Champagne é um bom exemplo de um espaço fortemente dominado por marcas, onde muitas das mais conhecidas são nomes de casas. Toda a gente já ouviu falar de Moët et Chandon, Krug, Dom Pérignon, Pol Roger, Mumm, Roederer, Laurent Perrier ou Taittinger, por exemplo
Fora de Champagne, existem igualmente grandes marcas de vinhos tranquilos. Jacob's Creek, Hardy's, Wolff Blass, Penfolds e Yellow Tail são bem conhecidas da Austrália. Do Chile, Concha y Toro. Da Argentina, Trapiche e Catena. Da Califórnia, Opus One, Mondavi, Sutter Home, Barefoot e Gallo são facilmente reconhecíveis por apreciadores casuais de vinho. A Europa tem menos marcas de renome, mas Torres, de Espanha, e Whispering Angel, da Provence, são amplamente reconhecidas.
Historicamente, Portugal tem sido importante no segmento de vinhos de marca, com Mateus e Lancers a conquistarem adeptos com os rosés em garrafas diferenciadas. E o alemão Blue Nun foi um produto básico para muitos consumidores nas décadas de 1970 e 1980.
Para a maioria, porém, são as marcas coletivas que impulsionam o comportamento de compra de vinho. E isso reflete-se em grande parte na forma como os consumidores compram. A maioria raramente entra numa loja com um vinho específico em mente. Podem até levar consigo um estilo de vinho que desejam comprar – por exemplo, um Marlborough/Sauvignon Blanc – mas depois escolhem entre as opções disponíveis nesse estilo pelo preço que estão dispostos a pagar. Há um alto nível de substituição no mundo do vinho, o que reflete a natureza fragmentada do setor. Se um produtor visa consumidores com baixo envolvimento de marca, é improvável que o património que construiu com a própria marca acabe por influenciar o comportamento de compra. É mais provável que seja uma das marcas coletivas, para as quais contribui e beneficia, mas não tem controlo sobre o impulso de aquisição. E, claro, a distribuição é crucial. O cliente só pode comprar a garrafa que tem à frente.
No fim de contas, o que isso significa isso tudo para os produtores? É bom para todos se as pessoas estiverem a construir valor de marca coletiva.

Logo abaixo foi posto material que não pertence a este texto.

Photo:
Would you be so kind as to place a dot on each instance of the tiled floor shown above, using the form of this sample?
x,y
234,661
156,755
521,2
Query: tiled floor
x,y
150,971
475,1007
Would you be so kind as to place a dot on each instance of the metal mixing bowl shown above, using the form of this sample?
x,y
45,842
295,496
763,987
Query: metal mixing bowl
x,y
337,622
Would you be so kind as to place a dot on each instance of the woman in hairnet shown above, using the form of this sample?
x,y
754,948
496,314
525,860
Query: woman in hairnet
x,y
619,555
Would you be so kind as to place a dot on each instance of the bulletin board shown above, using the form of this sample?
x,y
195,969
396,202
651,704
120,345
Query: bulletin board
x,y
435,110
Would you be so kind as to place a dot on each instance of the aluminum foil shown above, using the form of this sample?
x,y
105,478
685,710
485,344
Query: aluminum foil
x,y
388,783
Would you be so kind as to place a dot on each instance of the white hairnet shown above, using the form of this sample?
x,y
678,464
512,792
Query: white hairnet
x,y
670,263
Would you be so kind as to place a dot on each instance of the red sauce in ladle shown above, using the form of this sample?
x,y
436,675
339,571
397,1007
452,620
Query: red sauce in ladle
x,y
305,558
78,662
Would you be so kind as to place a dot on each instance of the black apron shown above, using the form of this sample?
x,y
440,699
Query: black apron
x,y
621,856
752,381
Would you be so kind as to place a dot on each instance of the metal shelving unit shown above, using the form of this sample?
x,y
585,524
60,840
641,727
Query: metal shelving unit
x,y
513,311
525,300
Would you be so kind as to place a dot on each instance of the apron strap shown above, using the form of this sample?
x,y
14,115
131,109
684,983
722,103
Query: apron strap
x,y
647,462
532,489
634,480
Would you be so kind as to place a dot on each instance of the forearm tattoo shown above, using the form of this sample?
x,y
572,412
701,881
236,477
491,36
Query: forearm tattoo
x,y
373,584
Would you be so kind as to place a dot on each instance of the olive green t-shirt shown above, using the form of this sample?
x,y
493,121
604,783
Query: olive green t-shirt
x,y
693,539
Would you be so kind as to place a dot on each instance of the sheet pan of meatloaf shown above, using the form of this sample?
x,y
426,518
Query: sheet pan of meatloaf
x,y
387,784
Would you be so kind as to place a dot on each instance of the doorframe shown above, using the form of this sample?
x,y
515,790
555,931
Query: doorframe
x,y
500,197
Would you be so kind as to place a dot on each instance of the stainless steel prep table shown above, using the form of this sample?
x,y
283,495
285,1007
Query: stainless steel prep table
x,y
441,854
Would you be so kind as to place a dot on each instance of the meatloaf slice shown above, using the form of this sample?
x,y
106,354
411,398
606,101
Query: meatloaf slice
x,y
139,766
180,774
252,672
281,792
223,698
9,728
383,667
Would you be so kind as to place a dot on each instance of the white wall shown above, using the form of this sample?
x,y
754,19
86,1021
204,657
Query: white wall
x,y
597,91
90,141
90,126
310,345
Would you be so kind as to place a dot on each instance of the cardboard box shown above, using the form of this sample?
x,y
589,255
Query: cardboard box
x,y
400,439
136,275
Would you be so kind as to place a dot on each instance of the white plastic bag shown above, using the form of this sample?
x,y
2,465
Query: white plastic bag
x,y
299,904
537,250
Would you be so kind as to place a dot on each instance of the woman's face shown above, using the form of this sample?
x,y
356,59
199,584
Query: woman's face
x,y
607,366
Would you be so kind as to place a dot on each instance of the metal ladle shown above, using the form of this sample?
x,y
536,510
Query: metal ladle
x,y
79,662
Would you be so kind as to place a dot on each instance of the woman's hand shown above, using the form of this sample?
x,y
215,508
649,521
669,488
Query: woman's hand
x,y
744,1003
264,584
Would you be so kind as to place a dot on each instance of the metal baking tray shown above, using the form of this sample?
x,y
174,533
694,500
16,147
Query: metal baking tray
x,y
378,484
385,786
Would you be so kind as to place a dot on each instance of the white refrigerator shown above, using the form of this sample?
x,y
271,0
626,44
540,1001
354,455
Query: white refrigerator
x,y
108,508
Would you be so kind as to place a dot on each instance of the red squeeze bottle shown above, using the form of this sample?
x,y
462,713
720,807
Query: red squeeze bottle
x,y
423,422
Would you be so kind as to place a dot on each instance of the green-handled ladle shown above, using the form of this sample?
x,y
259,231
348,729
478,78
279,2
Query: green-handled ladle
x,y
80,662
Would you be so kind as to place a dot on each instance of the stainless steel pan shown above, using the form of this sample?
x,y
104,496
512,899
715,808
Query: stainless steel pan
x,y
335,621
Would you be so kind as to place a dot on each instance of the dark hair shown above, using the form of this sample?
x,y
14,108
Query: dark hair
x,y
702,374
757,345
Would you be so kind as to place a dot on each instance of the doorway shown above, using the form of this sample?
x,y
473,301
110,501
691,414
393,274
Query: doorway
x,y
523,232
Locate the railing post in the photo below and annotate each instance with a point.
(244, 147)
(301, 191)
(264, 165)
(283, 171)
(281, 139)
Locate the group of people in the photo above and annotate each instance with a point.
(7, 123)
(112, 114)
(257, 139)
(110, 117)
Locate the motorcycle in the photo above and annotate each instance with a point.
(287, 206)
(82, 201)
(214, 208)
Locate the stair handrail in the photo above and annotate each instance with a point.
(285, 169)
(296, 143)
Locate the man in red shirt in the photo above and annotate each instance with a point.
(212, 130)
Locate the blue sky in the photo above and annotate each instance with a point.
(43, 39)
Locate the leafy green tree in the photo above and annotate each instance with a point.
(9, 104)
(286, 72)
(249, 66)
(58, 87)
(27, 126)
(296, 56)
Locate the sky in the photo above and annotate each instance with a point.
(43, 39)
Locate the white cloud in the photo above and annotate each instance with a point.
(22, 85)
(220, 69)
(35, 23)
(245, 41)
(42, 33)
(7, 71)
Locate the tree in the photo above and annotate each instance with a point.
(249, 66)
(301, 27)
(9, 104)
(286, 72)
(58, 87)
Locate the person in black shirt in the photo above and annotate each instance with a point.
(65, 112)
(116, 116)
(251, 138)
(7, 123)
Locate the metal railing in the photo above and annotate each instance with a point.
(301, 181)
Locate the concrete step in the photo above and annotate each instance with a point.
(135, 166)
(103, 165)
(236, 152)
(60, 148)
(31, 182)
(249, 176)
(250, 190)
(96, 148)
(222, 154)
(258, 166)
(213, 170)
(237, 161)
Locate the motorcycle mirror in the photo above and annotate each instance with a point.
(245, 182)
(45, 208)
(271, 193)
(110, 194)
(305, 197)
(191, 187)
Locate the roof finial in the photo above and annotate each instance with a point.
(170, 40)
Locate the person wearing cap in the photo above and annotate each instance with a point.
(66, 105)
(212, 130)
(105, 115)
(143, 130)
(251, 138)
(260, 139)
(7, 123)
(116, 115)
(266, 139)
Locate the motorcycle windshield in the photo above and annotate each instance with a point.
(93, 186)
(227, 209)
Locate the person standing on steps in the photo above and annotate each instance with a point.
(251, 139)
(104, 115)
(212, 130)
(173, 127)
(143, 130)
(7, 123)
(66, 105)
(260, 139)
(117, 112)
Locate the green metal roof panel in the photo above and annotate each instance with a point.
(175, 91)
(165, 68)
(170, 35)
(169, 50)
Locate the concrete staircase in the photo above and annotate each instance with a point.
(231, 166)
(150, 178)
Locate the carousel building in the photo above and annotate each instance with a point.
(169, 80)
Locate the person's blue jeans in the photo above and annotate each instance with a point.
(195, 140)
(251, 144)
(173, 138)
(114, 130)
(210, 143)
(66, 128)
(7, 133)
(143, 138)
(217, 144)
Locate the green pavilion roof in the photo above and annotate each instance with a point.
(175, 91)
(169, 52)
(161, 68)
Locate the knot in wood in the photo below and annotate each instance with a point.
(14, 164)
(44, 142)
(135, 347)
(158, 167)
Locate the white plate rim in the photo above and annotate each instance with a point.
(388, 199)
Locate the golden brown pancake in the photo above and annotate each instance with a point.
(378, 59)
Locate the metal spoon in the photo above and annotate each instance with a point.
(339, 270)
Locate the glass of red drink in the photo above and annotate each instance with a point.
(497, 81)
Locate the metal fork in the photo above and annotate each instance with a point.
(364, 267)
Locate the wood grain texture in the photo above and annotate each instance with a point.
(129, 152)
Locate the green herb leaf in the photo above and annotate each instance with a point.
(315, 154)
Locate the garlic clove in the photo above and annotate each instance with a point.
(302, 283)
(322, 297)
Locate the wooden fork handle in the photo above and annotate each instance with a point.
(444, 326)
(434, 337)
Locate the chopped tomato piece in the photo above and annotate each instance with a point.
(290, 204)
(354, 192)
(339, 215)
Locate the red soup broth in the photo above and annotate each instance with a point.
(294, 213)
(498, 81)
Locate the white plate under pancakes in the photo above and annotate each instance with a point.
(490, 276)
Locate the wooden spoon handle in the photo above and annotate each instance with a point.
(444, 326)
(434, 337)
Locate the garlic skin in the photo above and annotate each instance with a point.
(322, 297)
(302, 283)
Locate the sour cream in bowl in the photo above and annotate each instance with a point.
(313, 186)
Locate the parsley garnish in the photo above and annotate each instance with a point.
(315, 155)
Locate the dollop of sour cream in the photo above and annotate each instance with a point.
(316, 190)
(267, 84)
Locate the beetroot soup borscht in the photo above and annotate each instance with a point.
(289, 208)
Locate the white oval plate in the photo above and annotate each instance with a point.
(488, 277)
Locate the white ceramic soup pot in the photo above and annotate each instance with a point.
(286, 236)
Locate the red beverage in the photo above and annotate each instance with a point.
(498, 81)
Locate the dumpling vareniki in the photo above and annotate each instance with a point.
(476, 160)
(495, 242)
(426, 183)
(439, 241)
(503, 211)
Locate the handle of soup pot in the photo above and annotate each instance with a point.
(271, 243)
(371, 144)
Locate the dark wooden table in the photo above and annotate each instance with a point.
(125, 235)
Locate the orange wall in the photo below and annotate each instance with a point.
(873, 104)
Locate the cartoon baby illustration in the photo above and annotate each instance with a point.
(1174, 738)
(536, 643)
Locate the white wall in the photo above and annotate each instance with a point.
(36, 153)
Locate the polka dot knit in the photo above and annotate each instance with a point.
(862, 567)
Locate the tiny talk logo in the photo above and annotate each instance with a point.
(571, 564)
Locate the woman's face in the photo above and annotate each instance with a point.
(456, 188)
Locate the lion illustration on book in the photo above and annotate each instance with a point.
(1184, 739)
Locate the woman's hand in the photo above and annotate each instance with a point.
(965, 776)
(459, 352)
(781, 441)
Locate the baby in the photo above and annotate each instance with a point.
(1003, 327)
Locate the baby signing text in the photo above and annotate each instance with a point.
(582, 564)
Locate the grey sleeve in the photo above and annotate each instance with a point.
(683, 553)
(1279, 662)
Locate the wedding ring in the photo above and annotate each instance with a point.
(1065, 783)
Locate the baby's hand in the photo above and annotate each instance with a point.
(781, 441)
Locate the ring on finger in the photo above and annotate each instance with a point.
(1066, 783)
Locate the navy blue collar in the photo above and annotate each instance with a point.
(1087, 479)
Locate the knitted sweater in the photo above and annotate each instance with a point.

Para Portugal, é bom que os grandes produtores estejam a desenvolver um bom trabalho porque, pelo facto de estarem tão bem distribuídas, apresentam maior capacidade de construir valor de marca do qual outros podem beneficiar. As marcas coletivas parecem bastante socialistas, mas a maré crescente agrada a todos e, se os produtores portugueses competirem com outros países em vez de entre si, o benefício da colaboração, da partilha de conhecimento e do marketing conjunto torna-se mais claro.